Objective: Kidney transplantation is the most effective treatment for end-stage renal disease, but the shortage of cadaveric donors has increased reliance on living donors. Traditional open donor nephrectomy, while effective, is associated with significant morbidity. Hand-assisted laparoscopic donor nephrectomy (HALDN) combines the advantages of minimally invasive surgery with the tactile feedback of open surgery. This study presents the outcomes of HALDN procedures performed at the center.

Methods: A total of 1221 living donor nephrectomies performed between September 2009 and August 2021 at Medicana !stanbul Hospital were analyzed. Donor characteristics, surgical details, and postoperative outcomes were recorded. Data analysis was conducted using SPSS version 22.0, with continuous variables assessed for normality and expressed accordingly.
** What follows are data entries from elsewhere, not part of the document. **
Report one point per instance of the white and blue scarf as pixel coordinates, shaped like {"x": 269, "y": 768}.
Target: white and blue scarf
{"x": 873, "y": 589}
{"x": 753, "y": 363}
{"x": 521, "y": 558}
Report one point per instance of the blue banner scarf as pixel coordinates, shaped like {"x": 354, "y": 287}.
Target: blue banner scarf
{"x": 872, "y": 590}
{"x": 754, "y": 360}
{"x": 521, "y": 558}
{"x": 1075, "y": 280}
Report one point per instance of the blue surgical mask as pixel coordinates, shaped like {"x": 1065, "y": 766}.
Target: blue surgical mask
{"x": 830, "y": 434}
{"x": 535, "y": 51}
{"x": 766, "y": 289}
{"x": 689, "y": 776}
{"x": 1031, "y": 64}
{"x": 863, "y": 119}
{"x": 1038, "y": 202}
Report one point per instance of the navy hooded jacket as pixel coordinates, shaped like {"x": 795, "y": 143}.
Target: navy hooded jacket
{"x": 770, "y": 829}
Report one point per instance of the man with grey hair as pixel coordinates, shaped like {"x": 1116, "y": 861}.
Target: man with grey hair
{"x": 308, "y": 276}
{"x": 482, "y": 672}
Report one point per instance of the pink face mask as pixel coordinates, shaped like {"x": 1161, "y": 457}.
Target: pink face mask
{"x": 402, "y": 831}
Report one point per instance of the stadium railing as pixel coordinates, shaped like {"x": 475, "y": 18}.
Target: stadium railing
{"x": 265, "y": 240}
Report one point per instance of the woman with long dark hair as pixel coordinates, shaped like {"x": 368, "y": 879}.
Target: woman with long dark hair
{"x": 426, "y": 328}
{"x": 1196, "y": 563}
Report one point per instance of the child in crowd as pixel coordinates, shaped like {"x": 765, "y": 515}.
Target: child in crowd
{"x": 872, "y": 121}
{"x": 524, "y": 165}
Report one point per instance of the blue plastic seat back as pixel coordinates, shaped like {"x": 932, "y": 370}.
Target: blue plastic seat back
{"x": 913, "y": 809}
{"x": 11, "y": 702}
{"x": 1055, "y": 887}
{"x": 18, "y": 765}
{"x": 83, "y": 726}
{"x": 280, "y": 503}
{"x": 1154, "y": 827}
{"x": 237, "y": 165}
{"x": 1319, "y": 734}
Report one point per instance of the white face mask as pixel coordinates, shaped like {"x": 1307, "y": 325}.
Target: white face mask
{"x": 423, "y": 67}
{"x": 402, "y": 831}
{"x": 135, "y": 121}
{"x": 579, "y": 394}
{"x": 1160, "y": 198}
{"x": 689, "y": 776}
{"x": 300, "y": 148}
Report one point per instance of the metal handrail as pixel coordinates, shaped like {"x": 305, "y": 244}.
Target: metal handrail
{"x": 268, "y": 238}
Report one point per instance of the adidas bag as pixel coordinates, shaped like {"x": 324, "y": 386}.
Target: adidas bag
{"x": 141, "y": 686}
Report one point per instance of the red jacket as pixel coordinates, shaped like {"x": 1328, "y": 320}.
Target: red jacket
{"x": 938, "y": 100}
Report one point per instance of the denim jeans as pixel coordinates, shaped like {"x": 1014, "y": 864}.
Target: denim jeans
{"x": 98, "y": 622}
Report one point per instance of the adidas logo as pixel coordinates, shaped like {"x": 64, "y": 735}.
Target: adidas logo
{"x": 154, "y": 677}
Results: Donor ages ranged from 19 to 87 years (mean 48.50 ± 12.75 years), with 54.8% female donors. The average body mass index (BMI) was 27.99 ± 3.7 kg/m2. Left-sided nephrectomies constituted 78.5% of cases, with HALDN performed in 94.7% of these surgeries. Warm ischemia time averaged 99.21 ± 56.67 seconds. The average blood loss was 70 mL, and the mean hospital stay was 4.12 ± 1.2 days. Complications included conversion to open surgery due to bleeding in 3.3% of cases, postoperative atelectasis (0.6%), incisional hernia (0.33%), wound infection (0.16%), and scrotal swelling (0.25%). The findings indicate that HALDN is a safe and effective method for donor nephrectomy, aligning with similar studies regarding operation and warm ischemia times. The minimally invasive nature of HALDN contributes to shorter hospital stays and quicker postoperative recovery. The rate of conversion to open surgery was within acceptable limits, and complications were manageable. Obesity (BMI > 30 kg/m2) was identified as a risk factor for incisional hernia, suggesting the need for careful surgical technique in this group.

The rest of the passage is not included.